El otro día escribía sobre el abstencionista, un tipo humano desesperanzado, indiferente a las promesas y tendente al pesimismo. En política tiene su antítesis, el entusiasta, ese hombre que deposita sus esperanzas en un partido político. Reverencia a sus líderes, acude a los actos y consume su merchandising: luce jactancioso pin, pulsera y camiseta. Se toma muy en serio el quehacer de los políticos, defiende ceremonioso sus propuestas. Piensa que Santiago Abascal, Núñez Feijóo, ¡Errejón!, cambiarán España e incluso el mundo cuando gobiernen. El drama que es la historia trocará entonces en comedia. Seguirá habiendo sufrimiento, claro, «¡no seamos ingenuos!», pero semejará el zumbido de un mosquito, tan molesto como sobrellevable.

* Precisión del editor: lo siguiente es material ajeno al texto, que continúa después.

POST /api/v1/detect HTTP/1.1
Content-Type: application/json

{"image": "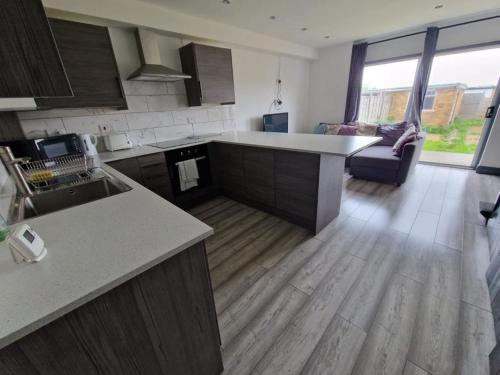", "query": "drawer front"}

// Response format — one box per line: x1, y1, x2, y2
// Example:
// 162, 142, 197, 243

275, 151, 320, 198
245, 183, 275, 207
220, 173, 246, 196
137, 152, 167, 167
243, 147, 274, 189
276, 189, 317, 222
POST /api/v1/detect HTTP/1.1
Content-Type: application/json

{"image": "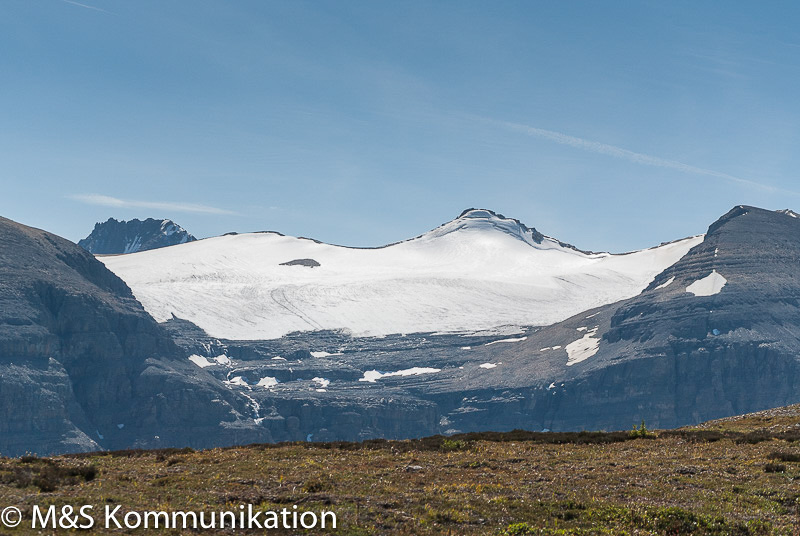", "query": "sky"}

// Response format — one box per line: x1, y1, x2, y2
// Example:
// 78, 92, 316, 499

Al menos el abstencionista está vacunado contra el desengaño. Nada le defrauda porque nada espera. El entusiasta, en cambio, es carne de decepción. La realidad nunca estará a la altura de sus fantasías, de los castillos que ha erguido en el aire. Paladeará el veneno de la desolación cuando el político al que ha entregado su alma incurra en los mismos vicios que sus predecesores, cuando habiendo prometido A haga B y recurra impúdicamente a Bruselas, a los mandatos de esa etérea burocracia, para justificarse. O cuando el cambio que él esperaba drástico, rotundo, incontestable sólo sea discreto, sutil, vaporoso. Probablemente disimule su desilusión, preserve una fidelidad aparente al partido político que ha jugado con sus esperanzas, pero estará devastado por dentro, sus entrañas habrán cobrado los contornos de un erial.
Por eso yo, sensible a los sufrimientos de unos y otros, propongo una nueva forma de relacionarnos con la política de partidos: tomárnosla a broma, despojarla de la gravedad de la que los periodistas la han investido. Creo que penaríamos menos si rehuyéramos el pesimismo desencantado del abstencionista y, por supuesto, el optimismo ingenuo del entusiasta. Si nos distanciáramos de la política, si la contempláramos como espectáculo, si viéramos las disputas entre las facciones con la indiferencia con la que vemos la película elegida para conciliar el sueño. Se trataría de reservar la esperanza y la indignación a fenómenos más dignos de ellas, de desentendernos de lo que en rigor no depende de nosotros, la política, y preocuparnos por lo que sí: nuestra vida y la de nuestros allegados.
Esta actitud es ventajosa en cualquier caso. Si el político gobierna como lo hace habitualmente ―o sea, mal, para sí y no para el pueblo―, no nos decepcionará porque eso es más o menos lo que esperábamos. Si, en cambio, vence sus impulsos y termina gobernando como Dios manda, nosotros lo celebraremos como un milagro, chin-chin, le daremos las gracias y alcanzaremos la común convicción de que, al fin y al cabo, el mundo es un lugar menos inhóspito de lo que creíamos.